Semantic Disentangling Generalized Zero-ShotLearning

Generalized Zero-Shot Learning (GZSL) aims to recognize images from both seen and unseen categories. Most GZSL methods typically learn to synthesize CNN visual features for the unseen classes by leveraging entire semantic information, e.g., tags and attributes, and the visual features of the seen classes. Within the visual features, we define two types of features that semantic-consistent and semantic-unrelated to represent the characteristics of images annotated in attributes and less informative features of images respectively. Ideally, the semantic-unrelated information is impossible to transfer by semantic-visual relationship from seen classes to unseen classes, as the corresponding characteristics are not annotated in the semantic information. Thus, the foundation of the visual feature synthesis is not always solid as the features of the seen classes may involve semantic-unrelated information that could interfere with the alignment between semantic and visual modalities. To address this issue, in this paper, we propose a novel feature disentangling approach based on an encoder-decoder architecture to factorize visual features of images into these two latent feature spaces to extract corresponding representations.

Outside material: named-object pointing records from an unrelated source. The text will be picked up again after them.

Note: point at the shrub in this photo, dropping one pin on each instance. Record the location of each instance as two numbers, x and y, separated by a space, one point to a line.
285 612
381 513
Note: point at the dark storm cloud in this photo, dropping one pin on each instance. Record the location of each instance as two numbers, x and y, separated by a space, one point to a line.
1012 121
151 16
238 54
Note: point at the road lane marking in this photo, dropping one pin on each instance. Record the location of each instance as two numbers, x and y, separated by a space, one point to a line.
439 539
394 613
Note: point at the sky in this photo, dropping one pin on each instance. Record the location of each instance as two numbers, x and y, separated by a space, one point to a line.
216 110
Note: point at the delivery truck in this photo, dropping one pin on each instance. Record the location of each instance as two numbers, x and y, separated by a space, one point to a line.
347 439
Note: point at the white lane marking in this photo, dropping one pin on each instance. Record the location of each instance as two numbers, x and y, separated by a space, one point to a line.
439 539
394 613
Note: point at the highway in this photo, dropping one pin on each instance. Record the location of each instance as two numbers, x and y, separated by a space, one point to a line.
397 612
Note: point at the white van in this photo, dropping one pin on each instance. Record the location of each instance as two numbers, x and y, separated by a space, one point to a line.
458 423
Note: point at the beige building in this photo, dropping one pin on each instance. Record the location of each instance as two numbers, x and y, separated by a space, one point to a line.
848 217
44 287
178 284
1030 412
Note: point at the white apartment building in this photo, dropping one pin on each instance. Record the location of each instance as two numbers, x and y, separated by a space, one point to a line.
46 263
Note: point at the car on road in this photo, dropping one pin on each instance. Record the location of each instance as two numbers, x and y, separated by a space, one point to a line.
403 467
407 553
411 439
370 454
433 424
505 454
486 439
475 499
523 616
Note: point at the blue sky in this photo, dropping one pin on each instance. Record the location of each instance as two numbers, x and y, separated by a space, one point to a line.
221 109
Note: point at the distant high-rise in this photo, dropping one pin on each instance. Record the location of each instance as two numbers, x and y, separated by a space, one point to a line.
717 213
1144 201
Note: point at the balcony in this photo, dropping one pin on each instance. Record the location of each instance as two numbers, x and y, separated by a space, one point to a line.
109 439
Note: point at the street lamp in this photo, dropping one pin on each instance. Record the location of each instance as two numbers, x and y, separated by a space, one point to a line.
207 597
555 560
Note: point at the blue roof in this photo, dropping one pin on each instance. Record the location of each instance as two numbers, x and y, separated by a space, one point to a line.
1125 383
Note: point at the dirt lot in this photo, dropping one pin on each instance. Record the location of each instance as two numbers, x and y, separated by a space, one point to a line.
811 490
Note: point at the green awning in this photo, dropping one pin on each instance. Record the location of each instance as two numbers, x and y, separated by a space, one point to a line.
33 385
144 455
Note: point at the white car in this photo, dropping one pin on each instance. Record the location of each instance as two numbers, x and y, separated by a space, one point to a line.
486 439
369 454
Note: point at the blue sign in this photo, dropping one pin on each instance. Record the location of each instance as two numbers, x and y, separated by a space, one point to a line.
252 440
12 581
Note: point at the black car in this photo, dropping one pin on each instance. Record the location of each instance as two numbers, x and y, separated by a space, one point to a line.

Furthermore, a relation module is incorporated into this architecture to learn semantic-visual relationship, whilst a total correlation penalty is applied to encourage the disentanglement of two latent representations. The proposed model aims to distill quality semantic-consistent representations that capture intrinsic features of seen images, which are further taken as the generation target for unseen classes. Extensive experiments conducted on seven GZSL benchmark datasets have verified the state-of-the-art performance of the proposal.